Geldverfolgung und Sperrung
Auch bei vividalushta.net gilt: Die Täter sitzen häufig im Ausland. Am wichtigsten ist deshalb, das Geld zu verfolgen, bevor es endgültig verloren ist. Zahlungen mittels Kryptowährungen lassen sich mit spezialisierter Software bis zu den Auszahlungs-Börsen verfolgen. In der Vergangenheit konnten wir damit bereits Gelder sperren, bevor es zu spät war. In mehreren Fällen konnten wir auf diesem Weg sogar Tätergruppierungen ausfindig machen.
In einem Fall konnten wir die Gelder bis zu einem Krypto-Zahlungsanbieter verfolgen, insgesamt wurden 52.000 € gesperrt. In einem anderen Fall hat ein Geschädigter zunächst 250 € investiert und nach weiteren Einzahlungen und angeblichen Gebühren am Ende 110.000 € gezahlt. Durch schnelles Handeln konnten wir auch hier eine Sperrung der Gelder erreichen.

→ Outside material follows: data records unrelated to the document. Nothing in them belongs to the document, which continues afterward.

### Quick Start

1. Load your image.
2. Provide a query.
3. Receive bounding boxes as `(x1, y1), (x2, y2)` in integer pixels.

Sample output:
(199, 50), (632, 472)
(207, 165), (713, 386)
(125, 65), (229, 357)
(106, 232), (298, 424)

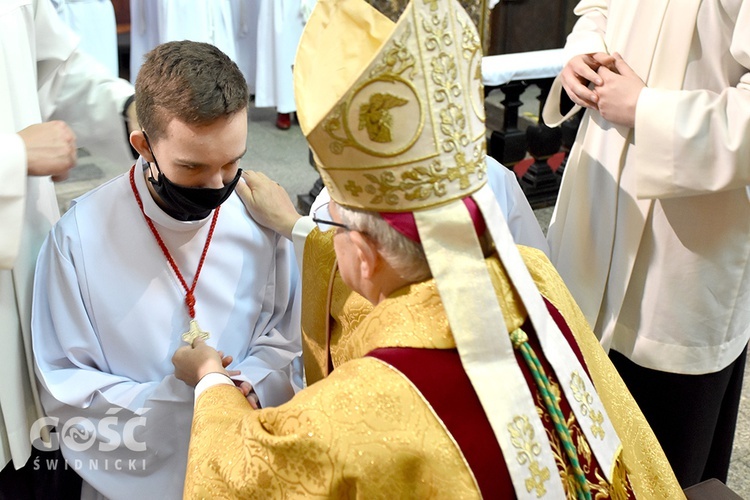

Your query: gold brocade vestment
(185, 230), (681, 498)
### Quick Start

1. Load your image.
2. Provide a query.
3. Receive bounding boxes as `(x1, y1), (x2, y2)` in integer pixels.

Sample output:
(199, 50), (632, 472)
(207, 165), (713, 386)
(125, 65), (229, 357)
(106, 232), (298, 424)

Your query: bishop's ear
(349, 231), (380, 280)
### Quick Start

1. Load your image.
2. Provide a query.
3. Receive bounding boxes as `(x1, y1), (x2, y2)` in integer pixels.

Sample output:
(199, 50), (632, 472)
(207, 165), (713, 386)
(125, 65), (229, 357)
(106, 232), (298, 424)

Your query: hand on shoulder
(236, 170), (301, 240)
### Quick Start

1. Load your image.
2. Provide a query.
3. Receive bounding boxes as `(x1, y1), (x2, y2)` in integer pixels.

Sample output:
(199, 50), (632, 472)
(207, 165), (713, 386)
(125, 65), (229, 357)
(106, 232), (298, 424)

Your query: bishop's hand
(172, 338), (229, 387)
(235, 170), (300, 240)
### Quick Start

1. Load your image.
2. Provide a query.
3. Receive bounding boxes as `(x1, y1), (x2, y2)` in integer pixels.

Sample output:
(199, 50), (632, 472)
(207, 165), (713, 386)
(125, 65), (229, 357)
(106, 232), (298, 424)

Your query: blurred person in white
(130, 0), (237, 83)
(52, 0), (120, 76)
(255, 0), (315, 130)
(543, 0), (750, 487)
(0, 0), (134, 498)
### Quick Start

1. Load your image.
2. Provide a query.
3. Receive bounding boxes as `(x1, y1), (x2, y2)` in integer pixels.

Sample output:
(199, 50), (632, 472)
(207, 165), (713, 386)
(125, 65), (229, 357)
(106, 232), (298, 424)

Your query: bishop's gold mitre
(294, 0), (486, 212)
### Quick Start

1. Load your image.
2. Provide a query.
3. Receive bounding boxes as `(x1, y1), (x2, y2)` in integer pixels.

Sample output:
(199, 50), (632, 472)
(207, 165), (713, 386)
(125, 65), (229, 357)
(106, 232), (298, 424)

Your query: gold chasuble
(185, 230), (681, 498)
(185, 0), (682, 500)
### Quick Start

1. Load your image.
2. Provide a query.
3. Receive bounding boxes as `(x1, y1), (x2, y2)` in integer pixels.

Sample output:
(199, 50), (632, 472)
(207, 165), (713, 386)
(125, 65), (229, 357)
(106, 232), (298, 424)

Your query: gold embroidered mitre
(294, 0), (486, 212)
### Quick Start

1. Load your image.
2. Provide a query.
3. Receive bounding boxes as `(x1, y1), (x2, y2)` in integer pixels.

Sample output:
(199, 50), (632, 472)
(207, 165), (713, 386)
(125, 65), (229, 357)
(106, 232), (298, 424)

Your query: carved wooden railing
(482, 49), (569, 208)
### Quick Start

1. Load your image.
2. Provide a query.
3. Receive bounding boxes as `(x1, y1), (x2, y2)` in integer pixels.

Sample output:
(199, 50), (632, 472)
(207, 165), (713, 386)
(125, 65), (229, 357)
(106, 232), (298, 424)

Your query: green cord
(510, 328), (591, 500)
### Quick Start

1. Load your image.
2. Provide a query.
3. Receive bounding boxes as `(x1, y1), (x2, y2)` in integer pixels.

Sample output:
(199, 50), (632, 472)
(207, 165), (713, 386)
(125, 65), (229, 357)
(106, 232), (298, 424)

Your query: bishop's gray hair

Was mir die Erfahrung mit solchen Fällen zeigt: Schnelles Handeln ist extrem wichtig. Je früher die Spur aufgenommen wird, desto höher die Chance auf eine Sperrung. Wenn Sie betroffen sind, kontaktieren Sie uns für eine kostenlose Ersteinschätzung.


Über den Ermittler
Anton Haverkamp ist ehemaliger Finanzermittler einer Spezialeinheit der Polizei und war dort hauptverantwortlich für Kryptowährungen und die Nachverfolgung digitaler Zahlungen. In Zusammenarbeit mit dem LKA hat er zahlreiche Anlagebetrugs-Fälle bearbeitet und mit spezialisierter Software Geldflüsse bis zu den Verantwortlichen verfolgt.
Als studierter Wirtschaftsinformatiker und IT-Forensik-Experte berät er heute Opfer von Brokerbetrug und Krypto-Betrug sowie Kanzleien und Strafverfolgungsbehörden.